Mothers come from different molds




     There were two sides to my mother. One stayed tucked away waiting. When the moment came, it would explode like a battery surge. That aspect alone made for an intriguing woman somewhat out of sync with June Cleaver in “Leave it to Beaver.”
     When I looked out the window there was mom in her white sneakers and embroidered apron tinkering under the hood of our car in the driveway. She wanted to see how the wires were connected before she took them apart. Often the neighborhood boys would pull up on their bikes. They would hang out with her in animated conversation putting in their two cents worth of advice all the while staring at the engine like a group of high schoolers preparing to dissect a frog. 
     It wasn’t in my nature to be mechanical, and looking back I missed opportunities to appreciate my mother for her skills way beyond the normal domestic engineer’s duties. She could handle a hammer like a pro, put in a new toilet and rewire the kitchen.
     Dad admitted to having no ability for fixing things so he wisely left tinkering and repairs to mom. You might say that there was a little role-reversal in my childhood home.
      If an appliance was “acting up”, mom’s term for a faulty piece of equipment, she would mutter to herself as she problem solved. She told me that she wished that she could have become an engineer like her brother and father. Her requests had fallen on deaf ears, and she was sent to a proper female college for a degree in Home Economics. She often mused that her father would have been happier having a second son.     
     “What are you doing that for?” That was dad’s classic question.
     Dad shook his head and left mom humming a brisk tune in full concentration. He knew that she was happy. Later, he would call the auto service dealer to make an appointment to finish up what she couldn’t master. Never do I remember the mechanics at the garage complaining that they had to undo mom’s original work. Apparently, she was right on.
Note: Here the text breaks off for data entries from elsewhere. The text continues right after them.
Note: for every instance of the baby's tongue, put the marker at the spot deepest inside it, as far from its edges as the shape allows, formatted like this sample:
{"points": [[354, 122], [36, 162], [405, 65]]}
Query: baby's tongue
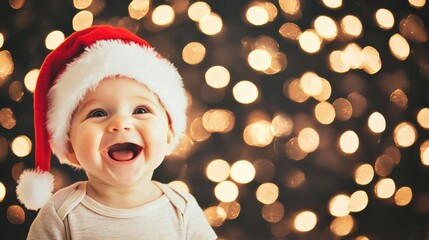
{"points": [[121, 155]]}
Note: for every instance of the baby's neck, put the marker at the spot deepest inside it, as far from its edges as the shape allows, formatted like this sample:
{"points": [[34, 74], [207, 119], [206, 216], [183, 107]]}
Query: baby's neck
{"points": [[120, 197]]}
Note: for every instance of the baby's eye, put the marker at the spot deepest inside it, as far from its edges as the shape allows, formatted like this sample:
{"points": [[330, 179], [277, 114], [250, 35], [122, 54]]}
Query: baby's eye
{"points": [[141, 110], [97, 113]]}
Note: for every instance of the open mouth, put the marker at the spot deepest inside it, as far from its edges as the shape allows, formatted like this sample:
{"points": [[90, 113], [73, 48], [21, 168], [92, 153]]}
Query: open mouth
{"points": [[123, 151]]}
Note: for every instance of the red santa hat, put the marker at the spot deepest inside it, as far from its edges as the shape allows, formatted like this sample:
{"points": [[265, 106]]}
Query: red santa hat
{"points": [[76, 66]]}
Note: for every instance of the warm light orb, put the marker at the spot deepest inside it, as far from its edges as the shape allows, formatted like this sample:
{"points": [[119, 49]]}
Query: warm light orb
{"points": [[339, 205], [305, 221], [267, 193], [404, 134], [163, 15], [384, 18], [210, 24], [226, 191], [326, 27], [198, 10], [399, 47], [217, 77], [21, 146], [30, 79], [423, 118], [309, 41], [54, 39], [385, 188], [245, 92], [257, 15], [82, 20], [377, 122], [242, 171], [308, 139], [193, 53], [259, 59], [403, 196], [349, 142], [218, 170], [364, 174], [351, 25], [358, 201]]}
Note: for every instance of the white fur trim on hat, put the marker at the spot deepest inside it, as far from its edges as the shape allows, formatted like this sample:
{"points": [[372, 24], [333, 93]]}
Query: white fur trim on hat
{"points": [[107, 58], [34, 188]]}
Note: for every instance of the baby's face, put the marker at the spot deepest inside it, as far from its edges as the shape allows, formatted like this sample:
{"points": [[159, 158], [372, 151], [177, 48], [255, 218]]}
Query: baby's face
{"points": [[120, 132]]}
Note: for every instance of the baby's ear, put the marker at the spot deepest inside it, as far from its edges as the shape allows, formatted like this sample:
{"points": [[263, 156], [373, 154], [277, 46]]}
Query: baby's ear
{"points": [[71, 156]]}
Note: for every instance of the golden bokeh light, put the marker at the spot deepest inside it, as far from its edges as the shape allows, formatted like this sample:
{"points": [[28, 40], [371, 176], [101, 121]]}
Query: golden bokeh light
{"points": [[217, 77], [193, 53], [310, 41], [82, 20], [267, 193], [211, 24], [308, 139], [218, 120], [15, 214], [259, 59], [245, 92], [385, 188], [423, 118], [257, 15], [226, 191], [163, 15], [339, 205], [349, 142], [81, 4], [21, 146], [326, 27], [281, 125], [273, 212], [358, 201], [333, 4], [384, 18], [2, 192], [218, 170], [137, 9], [364, 174], [399, 47], [342, 226], [215, 215], [258, 134], [232, 209], [198, 10], [324, 113], [403, 196], [242, 171], [30, 79], [377, 122], [351, 25], [54, 39], [404, 134], [179, 184], [305, 221]]}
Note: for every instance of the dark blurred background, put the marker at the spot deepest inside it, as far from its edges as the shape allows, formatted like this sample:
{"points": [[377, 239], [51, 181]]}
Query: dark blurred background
{"points": [[308, 119]]}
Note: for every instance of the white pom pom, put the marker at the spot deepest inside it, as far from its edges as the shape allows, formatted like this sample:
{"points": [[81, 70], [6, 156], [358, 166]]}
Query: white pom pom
{"points": [[35, 188]]}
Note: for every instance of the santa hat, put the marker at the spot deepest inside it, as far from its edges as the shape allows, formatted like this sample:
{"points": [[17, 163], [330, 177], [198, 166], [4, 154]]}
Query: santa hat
{"points": [[76, 66]]}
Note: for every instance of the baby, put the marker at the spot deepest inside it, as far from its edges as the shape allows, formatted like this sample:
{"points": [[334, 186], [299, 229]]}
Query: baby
{"points": [[107, 103]]}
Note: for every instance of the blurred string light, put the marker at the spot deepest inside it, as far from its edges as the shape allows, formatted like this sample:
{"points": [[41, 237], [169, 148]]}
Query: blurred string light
{"points": [[330, 99]]}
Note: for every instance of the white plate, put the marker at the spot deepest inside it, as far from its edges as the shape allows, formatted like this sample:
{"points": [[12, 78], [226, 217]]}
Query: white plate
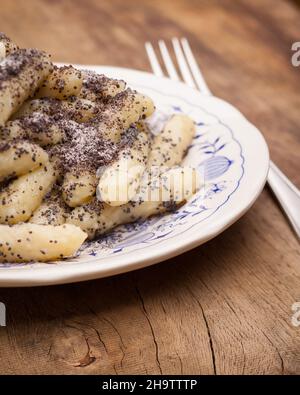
{"points": [[235, 160]]}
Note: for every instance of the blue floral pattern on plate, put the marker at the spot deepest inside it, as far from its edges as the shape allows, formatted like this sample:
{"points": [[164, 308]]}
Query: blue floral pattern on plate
{"points": [[214, 151]]}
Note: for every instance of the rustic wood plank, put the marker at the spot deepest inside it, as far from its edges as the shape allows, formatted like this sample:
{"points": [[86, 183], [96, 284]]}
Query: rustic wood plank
{"points": [[224, 307]]}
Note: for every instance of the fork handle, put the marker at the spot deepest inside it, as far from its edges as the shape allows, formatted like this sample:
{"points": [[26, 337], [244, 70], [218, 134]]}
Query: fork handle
{"points": [[287, 194]]}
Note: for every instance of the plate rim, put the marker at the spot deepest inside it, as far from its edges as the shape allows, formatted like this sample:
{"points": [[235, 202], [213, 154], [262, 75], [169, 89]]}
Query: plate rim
{"points": [[51, 275]]}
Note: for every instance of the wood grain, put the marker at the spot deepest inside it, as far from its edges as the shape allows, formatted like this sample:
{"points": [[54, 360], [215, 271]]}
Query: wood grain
{"points": [[224, 307]]}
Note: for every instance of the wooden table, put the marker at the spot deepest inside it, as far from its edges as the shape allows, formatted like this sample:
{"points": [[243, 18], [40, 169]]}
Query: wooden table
{"points": [[224, 307]]}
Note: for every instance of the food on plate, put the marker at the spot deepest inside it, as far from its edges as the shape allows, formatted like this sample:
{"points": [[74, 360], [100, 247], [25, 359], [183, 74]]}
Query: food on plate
{"points": [[78, 157]]}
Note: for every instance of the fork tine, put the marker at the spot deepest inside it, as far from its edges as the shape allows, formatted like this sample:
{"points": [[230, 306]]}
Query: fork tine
{"points": [[153, 60], [198, 76], [184, 68], [168, 61]]}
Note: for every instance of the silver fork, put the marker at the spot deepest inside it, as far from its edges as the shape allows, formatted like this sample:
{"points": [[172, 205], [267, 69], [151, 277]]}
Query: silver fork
{"points": [[285, 191]]}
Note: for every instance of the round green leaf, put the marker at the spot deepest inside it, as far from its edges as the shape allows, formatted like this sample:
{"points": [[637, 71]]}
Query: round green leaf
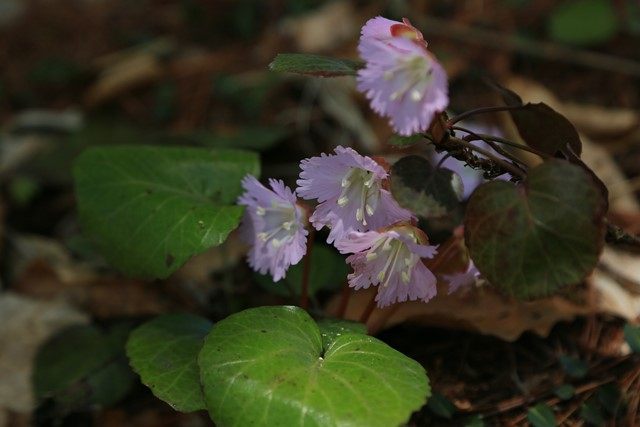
{"points": [[164, 353], [149, 209], [314, 65], [83, 366], [584, 22], [267, 366], [533, 239], [428, 192]]}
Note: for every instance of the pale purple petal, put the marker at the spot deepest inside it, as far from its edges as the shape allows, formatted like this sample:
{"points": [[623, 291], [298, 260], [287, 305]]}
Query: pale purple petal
{"points": [[274, 225], [401, 78], [349, 189], [390, 261], [465, 279]]}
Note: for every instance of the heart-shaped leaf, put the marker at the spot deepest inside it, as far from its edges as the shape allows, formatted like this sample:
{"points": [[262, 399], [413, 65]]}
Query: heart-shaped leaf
{"points": [[315, 65], [164, 353], [541, 415], [268, 366], [533, 239], [542, 127], [83, 366], [331, 329], [427, 191], [149, 209]]}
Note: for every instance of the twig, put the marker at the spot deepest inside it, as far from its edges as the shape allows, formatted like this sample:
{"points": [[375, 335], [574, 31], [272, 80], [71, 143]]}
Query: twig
{"points": [[486, 137], [306, 270], [617, 236]]}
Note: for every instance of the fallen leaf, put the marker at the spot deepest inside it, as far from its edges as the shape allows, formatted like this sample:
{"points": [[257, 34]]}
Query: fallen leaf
{"points": [[25, 324], [309, 31]]}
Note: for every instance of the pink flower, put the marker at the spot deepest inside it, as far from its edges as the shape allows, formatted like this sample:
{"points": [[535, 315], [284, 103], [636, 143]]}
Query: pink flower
{"points": [[402, 79], [350, 190], [274, 226], [458, 281], [391, 260]]}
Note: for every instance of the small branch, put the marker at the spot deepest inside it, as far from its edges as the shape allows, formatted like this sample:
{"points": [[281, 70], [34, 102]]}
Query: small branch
{"points": [[514, 170]]}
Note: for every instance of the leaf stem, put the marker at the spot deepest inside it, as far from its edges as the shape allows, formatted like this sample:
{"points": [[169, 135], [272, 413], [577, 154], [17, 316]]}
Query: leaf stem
{"points": [[483, 110], [306, 270], [487, 138], [345, 296]]}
     Certainly, my mom had all those lovely qualities of a homemaker in the 1950’s. She worked at her housework with a vengeance. She prided herself in running a tight operation with no detail left undone. And she was good at it, too.     
      Mom embraced the little box of Jell-O™ when it came on the supermarket shelf in the 50’s, and I often referred to her as the “Jell-O queen.” Every night there would be another a colorful dish coming to the table at the last moment once mom had performed her unmolding magic. We were served our fruits and vegetables concocted in this gelatin powder.
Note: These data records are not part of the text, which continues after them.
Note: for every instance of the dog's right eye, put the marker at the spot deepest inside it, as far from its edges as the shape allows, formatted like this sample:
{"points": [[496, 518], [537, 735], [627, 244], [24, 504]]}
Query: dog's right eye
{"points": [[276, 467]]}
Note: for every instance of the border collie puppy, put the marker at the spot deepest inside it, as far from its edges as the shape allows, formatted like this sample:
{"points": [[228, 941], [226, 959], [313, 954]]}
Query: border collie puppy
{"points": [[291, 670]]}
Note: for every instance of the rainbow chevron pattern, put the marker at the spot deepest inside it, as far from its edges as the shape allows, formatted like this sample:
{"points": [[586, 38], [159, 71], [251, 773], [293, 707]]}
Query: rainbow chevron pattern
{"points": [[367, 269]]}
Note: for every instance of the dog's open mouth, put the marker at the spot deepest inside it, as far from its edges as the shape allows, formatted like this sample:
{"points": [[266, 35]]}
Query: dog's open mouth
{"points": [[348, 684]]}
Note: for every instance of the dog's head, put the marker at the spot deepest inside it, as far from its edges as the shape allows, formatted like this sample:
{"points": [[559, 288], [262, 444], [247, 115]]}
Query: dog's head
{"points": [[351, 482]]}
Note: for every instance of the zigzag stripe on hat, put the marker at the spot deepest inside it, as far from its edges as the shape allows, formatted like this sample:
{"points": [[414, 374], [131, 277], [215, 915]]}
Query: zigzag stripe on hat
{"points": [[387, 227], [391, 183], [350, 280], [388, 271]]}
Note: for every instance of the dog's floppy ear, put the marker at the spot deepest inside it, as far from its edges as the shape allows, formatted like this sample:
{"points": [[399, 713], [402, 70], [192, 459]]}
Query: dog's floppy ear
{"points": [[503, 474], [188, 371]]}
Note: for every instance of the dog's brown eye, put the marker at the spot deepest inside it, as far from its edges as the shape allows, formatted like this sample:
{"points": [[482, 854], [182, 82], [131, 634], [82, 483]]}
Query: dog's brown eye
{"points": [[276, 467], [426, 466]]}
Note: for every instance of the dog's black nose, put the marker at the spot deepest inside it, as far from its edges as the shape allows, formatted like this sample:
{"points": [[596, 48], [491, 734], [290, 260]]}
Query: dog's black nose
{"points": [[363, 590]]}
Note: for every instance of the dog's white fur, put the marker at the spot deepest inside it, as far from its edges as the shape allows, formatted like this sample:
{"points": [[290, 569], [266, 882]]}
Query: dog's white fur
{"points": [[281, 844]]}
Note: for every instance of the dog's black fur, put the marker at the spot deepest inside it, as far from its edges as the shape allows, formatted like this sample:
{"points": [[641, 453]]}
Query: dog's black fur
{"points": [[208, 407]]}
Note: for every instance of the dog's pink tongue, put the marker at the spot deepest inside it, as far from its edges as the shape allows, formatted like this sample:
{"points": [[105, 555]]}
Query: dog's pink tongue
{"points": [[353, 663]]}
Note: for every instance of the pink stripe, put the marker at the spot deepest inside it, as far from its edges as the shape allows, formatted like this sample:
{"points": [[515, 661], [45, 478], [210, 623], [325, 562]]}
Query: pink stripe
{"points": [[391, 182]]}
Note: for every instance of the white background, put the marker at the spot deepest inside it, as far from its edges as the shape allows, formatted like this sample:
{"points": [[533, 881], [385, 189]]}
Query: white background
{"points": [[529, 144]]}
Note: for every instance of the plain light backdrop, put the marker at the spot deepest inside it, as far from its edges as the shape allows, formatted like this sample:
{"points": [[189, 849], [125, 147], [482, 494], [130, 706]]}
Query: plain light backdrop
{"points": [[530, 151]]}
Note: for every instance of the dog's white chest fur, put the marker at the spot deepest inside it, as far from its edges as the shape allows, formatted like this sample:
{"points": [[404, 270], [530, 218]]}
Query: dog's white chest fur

     Mom lived on nervous energy. She was charged and ready to go dusting and cleaning from early morning until evening, Her slim body floated along with the vacuum. She ate voraciously without gaining an ounce. In fact, she stayed at 100 pounds her entire life and able to fit into her wedding outfit fifty years later, a feat neither of her daughters could replicate.
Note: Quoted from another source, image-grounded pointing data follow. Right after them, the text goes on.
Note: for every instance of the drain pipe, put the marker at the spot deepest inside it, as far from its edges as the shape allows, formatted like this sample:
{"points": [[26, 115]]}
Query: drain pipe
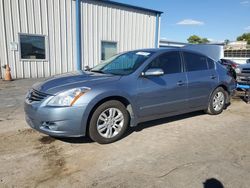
{"points": [[157, 25], [78, 36]]}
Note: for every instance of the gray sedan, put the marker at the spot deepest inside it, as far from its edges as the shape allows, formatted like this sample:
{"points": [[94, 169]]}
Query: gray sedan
{"points": [[127, 89]]}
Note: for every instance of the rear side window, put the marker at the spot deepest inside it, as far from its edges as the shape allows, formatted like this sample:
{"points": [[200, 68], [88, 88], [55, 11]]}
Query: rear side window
{"points": [[195, 62], [210, 63], [169, 62]]}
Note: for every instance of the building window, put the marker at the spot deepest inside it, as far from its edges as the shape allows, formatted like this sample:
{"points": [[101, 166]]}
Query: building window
{"points": [[108, 49], [32, 47]]}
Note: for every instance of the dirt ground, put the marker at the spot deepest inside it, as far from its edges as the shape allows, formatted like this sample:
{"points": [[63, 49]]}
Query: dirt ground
{"points": [[191, 150]]}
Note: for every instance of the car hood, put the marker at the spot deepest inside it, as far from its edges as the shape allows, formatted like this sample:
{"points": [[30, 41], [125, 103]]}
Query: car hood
{"points": [[73, 80]]}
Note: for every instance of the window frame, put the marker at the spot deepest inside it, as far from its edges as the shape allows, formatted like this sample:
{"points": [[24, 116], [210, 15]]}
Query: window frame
{"points": [[108, 41], [35, 35], [185, 62], [158, 56]]}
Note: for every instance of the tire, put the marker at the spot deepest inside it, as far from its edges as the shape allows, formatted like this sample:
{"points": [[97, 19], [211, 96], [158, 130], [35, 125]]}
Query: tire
{"points": [[108, 122], [217, 101]]}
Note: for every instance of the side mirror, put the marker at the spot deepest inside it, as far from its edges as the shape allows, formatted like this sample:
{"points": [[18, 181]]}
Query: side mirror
{"points": [[153, 72], [87, 68]]}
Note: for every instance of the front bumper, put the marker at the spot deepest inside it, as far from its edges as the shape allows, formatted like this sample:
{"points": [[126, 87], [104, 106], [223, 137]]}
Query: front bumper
{"points": [[56, 121]]}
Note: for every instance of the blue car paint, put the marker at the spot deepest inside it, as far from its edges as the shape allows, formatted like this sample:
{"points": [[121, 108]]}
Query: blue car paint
{"points": [[149, 98]]}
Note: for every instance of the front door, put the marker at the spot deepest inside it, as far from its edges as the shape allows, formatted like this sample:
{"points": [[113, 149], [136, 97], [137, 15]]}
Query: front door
{"points": [[164, 94], [201, 77]]}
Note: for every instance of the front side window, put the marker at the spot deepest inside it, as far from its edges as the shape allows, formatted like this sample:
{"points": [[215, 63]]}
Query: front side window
{"points": [[32, 47], [109, 49], [169, 62], [123, 64], [195, 62], [210, 63]]}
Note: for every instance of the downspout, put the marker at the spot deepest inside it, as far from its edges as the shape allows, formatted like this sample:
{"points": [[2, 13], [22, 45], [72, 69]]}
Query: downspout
{"points": [[157, 30], [78, 36]]}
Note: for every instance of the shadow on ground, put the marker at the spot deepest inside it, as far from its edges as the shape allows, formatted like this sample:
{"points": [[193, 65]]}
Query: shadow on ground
{"points": [[212, 183], [140, 127]]}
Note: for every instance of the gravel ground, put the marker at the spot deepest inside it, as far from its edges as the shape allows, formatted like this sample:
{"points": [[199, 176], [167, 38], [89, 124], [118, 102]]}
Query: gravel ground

     However, the more unique aspect of my mother was how she spent the rest of her day. Here is where she departed from the conservative, typical mothers of my friends.
     Mom assembled my two-wheeler from looking at the diagram. It took her all afternoon while I was at school. She couldn’t wait to tell the storeowner that she done it on her own. Somehow, I doubt he was surprised.
      Mom relished the conversations when the men in the family acknowledged her latest mechanical feat. It gave her a sense of worth that I could see all over her face, more so than cooking a delicious meal, or winning a prize for a pie at the fair.
     Local electricians and plumbers didn’t get much business from our household. Even if she did call them, she asked the plumber a million questions as she looked on while he worked, because you knew that the next time she had a similar problem, she would take care of it herself.
     “The light fuse has just blown.” Mom was annoyed that she had to stop her baking to go to the cellar and put in a new fuse in the box.
     “Power out!” she yelled up from the basement while everything ground to a halt. That was my cue. I was her low-level assistant and not useful for much more in-depth work. I ran down the steps to hold the flashlight and screwdriver while she fiddled with the fuse box.
    Mom was raised around tools so the second thing that she did when she got married after purchasing kitchen supplies, was to outfit herself with a toolbox filled with equipment.
    When I saw mom daydreaming out the window, I believed that she wanted to be somewhere else. There was a little restless nature to her. She loved new gadgets and her curiosity for how things worked fascinated her up into older age.
     I am grateful that I had an unconventional mother, one that pushed me to explore all the possibilities for my generation. My mom was a good role model. Now my job is to pass it on to the younger women in my family.